NEW YORK – JPMorgan Chase and Wells Fargo, bellwethers for the banking industry, reported record earnings Friday, but those numbers masked troubling declines in revenue.
Revenue fell slightly at both banks, and the earnings gains came largely from slashing expenses and related measures. JPMorgan socked away less to cover potential lawsuits and released some of the money set aside for bad loans. Wells cut back on office space.
The results show that in an era of sluggish loan demand and increased government regulations, banks must stay lean if they want to boost earnings. The industry has come a long way since the panic of the financial crisis, but the pattern it’s settled into is one of cutting expenses and maintaining revenue rather than turbocharged growth.
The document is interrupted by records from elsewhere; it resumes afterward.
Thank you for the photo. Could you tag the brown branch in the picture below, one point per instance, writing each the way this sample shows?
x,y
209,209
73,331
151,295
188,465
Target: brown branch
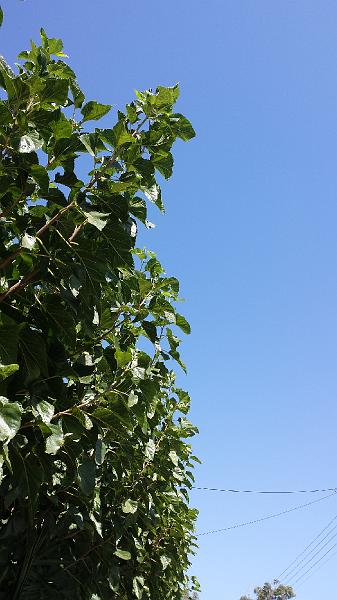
x,y
11,257
77,231
19,285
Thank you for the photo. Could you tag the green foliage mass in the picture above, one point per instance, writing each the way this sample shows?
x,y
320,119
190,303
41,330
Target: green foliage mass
x,y
95,460
275,591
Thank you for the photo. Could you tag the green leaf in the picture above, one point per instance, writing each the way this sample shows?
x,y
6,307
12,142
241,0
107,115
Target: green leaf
x,y
55,91
28,241
87,475
182,323
40,176
165,561
98,220
86,141
60,319
121,135
132,399
33,351
56,440
130,506
44,410
123,358
10,419
123,554
182,127
7,370
150,330
150,450
30,143
9,338
137,207
94,111
100,452
137,586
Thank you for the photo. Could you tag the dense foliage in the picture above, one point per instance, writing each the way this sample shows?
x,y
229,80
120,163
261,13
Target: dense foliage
x,y
95,466
274,591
For both banks, analysts homed in on a slowdown in the mortgage business. For the past several quarters, the banks have enjoyed a boom in mortgage refinancings as homeowners lined up to take advantage of low interest rates. That pace now appears to be stalling, if not slowing.
At JPMorgan, mortgage applications fell about 8 percent over the quarter to $60.5 million. They were also down about 8 percent at Wells – to $140 million. Compared with a year earlier, applications at JPMorgan were up just 1 percent. For Wells, however, applications were down 25 percent.
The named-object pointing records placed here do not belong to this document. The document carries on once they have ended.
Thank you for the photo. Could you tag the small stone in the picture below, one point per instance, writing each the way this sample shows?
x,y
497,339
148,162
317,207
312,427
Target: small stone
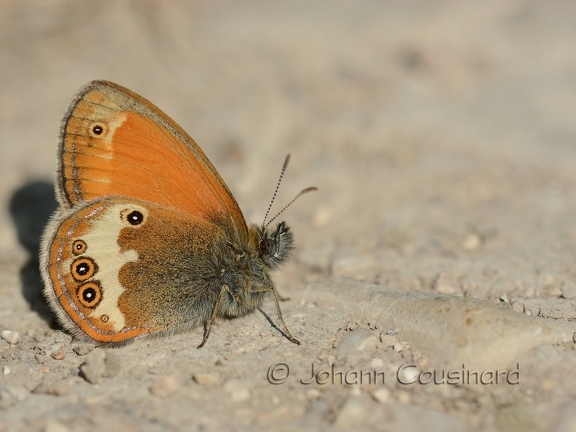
x,y
237,390
354,412
7,399
568,290
357,340
408,374
549,291
59,353
113,364
518,306
389,340
313,394
404,397
94,368
165,386
472,242
445,284
400,346
63,386
205,379
11,336
381,395
82,349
Standards for getting a mortgage are still tight. Some homeowners might not qualify for a refinancing, because of changes to their personal finances, and others might not be able to afford one.
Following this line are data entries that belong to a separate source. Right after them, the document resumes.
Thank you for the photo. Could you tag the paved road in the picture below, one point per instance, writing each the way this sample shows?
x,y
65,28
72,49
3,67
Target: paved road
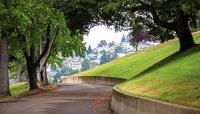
x,y
68,99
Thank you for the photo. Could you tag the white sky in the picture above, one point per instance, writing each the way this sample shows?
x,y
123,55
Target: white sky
x,y
99,33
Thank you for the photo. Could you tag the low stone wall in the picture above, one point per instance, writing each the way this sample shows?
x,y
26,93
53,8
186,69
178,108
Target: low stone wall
x,y
125,104
91,80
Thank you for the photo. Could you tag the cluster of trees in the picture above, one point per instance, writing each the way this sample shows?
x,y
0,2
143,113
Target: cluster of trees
x,y
33,32
65,71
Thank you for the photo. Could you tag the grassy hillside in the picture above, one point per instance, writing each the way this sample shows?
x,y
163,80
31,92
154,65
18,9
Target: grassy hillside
x,y
176,81
132,65
159,73
19,88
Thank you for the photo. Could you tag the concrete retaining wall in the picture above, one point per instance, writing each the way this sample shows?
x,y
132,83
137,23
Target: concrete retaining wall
x,y
125,104
92,80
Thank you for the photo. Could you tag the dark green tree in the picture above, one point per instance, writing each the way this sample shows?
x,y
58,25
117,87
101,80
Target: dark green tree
x,y
104,58
85,64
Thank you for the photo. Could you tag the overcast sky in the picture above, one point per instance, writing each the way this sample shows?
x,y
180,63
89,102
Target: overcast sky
x,y
99,33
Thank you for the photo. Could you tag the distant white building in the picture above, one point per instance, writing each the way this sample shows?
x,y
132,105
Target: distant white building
x,y
75,63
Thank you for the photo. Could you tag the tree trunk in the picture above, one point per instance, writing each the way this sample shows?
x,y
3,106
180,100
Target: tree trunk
x,y
4,80
19,70
31,68
183,31
44,75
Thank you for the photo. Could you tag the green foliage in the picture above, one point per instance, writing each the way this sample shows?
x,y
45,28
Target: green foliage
x,y
89,51
104,58
174,80
19,88
132,65
65,71
85,65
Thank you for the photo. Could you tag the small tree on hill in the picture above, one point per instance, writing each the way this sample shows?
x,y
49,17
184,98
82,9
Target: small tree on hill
x,y
89,51
138,35
85,64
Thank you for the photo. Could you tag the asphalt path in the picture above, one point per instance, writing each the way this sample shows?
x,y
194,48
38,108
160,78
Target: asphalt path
x,y
68,99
When homeowners refinance their mortgage, they get a lower interest rate that helps them save money over time.
But getting a refinanced loan also can cost money upfront, in fees to the bank.
Analysts questioned whether the homeowners most motivated or most qualified to refinance already have – the low-hanging fruit, as FBR Capital Markets analyst Paul Miller put it.
Tim Sloan, chief financial officer at Wells, estimated that 25 percent to 30 percent of Wells’ mortgage borrowers were still eligible for a refinancing.
It’s a function of what their finances look like, Sloan said. Maybe they’ve switched jobs and haven’t had the opportunity.